University of Illinois President Robert Easter said at Ebertfest's opening reception that the year since Roger Ebert's death has not diminished his loss, but it is good to gather to carry on his vision of what used to be called the Overlooked Film Festival. Instead of the usual festival fare of unreleased films seeking publicity and distribution, Roger Ebert's festival is a critic's vision, outstanding, innovative films that touch and inspire and teach, and that meet his highest standards of excellence as artistic statements. Unlike festivals that separate participants in a constant competition for who saw what, this one brings us together in the majestic Virginia Theater, the place Roger watched movies as a boy and as a college student, to share each film as a group and talk about them together.

There could be no more fitting or meaningful way to open the first festival not personally curated by Roger than with the film based on his autobiography, "Life Itself." Roger loved movies deeply, personally, viscerally.  With this documentary, the movies return that love.  It is written and directed by Steve James, whose "Hoop Dreams" was one of Roger's favorite films, and produced by Martin Scorsese, whose appearance in the film to talk about the impact of the support—and criticism—he received from Roger is one of the highlights.

James introduced "Life Itself" to the audience that filled every seat in the Virginia Theater. He said he could not have made it as a film about a critic. It was a film about a life. And, as we saw, it was a life with every bit as much drama, comedy, tension, romance, insight, compassion, and, as Roger would say, civilizing influence and empathy creation as any of the films included in Roger's pantheon of Great Movies.

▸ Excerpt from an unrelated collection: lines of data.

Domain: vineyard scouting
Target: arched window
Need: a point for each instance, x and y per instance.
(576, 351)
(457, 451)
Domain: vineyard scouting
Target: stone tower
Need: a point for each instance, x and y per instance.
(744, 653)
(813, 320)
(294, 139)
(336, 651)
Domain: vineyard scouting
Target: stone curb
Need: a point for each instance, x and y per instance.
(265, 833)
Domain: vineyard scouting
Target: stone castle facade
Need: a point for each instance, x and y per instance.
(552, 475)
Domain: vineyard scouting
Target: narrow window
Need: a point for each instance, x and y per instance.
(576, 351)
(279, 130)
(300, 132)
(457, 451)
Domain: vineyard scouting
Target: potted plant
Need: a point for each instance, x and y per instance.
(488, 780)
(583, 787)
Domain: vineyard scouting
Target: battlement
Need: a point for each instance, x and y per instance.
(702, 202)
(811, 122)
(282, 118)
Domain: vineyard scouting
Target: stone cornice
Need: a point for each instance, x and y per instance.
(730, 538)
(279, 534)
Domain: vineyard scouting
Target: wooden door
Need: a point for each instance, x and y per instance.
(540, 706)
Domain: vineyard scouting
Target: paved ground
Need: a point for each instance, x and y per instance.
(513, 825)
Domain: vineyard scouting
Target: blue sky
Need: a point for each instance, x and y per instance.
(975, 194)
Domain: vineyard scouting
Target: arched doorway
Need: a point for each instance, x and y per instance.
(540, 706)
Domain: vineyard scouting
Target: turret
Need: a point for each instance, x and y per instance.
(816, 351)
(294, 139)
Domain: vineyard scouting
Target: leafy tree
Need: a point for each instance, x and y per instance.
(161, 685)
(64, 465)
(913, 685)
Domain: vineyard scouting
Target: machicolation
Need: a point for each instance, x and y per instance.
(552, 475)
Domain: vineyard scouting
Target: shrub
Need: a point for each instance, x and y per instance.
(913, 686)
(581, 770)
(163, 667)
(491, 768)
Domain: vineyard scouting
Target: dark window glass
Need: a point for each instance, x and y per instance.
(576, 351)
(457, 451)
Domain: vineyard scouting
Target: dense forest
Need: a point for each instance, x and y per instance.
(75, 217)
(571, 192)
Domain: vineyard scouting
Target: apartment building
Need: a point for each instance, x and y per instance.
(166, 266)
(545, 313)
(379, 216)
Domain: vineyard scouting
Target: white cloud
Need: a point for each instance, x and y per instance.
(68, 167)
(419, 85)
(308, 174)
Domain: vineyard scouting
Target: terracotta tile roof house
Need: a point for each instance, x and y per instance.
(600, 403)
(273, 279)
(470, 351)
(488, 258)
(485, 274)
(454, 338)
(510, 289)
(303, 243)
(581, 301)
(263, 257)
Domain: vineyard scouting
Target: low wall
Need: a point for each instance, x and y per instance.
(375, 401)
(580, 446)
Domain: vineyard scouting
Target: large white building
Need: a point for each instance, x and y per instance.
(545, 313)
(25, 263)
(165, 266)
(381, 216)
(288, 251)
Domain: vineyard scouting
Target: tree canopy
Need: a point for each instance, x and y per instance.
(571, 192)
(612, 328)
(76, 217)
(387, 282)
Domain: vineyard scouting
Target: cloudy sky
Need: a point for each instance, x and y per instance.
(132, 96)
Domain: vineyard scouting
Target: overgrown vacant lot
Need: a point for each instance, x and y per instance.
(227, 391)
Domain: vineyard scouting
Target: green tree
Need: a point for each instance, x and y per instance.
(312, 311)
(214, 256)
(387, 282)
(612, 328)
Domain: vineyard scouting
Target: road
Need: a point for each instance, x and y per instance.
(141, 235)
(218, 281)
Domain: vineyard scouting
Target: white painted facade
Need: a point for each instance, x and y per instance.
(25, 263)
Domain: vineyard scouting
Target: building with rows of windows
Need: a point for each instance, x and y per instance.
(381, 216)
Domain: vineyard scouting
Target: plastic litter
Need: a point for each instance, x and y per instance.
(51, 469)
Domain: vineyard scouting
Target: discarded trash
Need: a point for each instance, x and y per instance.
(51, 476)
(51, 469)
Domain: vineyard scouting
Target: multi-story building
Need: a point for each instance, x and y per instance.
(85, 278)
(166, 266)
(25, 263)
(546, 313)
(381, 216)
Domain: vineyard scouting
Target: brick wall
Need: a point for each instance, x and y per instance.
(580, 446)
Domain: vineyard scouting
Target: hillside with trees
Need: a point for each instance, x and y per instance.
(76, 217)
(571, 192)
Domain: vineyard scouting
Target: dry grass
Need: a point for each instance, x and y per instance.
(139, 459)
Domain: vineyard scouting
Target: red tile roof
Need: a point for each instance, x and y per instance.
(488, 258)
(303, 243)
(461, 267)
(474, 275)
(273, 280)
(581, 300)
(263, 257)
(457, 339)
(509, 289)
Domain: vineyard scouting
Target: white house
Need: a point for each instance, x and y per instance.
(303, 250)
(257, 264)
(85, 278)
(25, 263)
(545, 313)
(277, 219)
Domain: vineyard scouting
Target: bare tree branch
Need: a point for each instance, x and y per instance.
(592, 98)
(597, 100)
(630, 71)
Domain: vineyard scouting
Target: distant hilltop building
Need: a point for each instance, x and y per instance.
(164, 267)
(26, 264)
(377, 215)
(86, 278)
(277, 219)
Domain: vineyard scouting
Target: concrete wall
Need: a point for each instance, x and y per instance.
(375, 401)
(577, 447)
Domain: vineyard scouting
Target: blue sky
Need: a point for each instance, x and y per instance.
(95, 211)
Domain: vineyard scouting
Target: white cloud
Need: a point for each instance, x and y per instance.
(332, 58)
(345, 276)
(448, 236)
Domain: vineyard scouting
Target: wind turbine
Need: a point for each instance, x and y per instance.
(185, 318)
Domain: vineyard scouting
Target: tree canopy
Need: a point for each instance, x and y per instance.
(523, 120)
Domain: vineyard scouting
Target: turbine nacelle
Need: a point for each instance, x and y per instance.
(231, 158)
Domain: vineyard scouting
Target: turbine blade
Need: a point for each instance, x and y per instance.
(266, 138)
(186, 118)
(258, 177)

Chaz Ebert, Steve James, and Roger's lifelong friend, sportswriter Bill Nack, talked about the film after the screening. Nack said Roger would have loved it as a journalist because it was sad, happy, and joyful. James said that even though Roger was the biggest and most significant supporter of "Hoop Dreams," he did not know him well until they made the film together. "I always thought there was a firewall between filmmakers and critics until I read the memoir. And it served the film better that he was not a close friend. It allowed me to be freer. He wanted a candid portrait." No one knew how ill Roger was when they began filming. "The original goal was to show he was just as vibrant and active as ever." Instead, it turned out to be the story of his "sense of humor, stubbornness, generosity, and courage" in his life and in facing death as well.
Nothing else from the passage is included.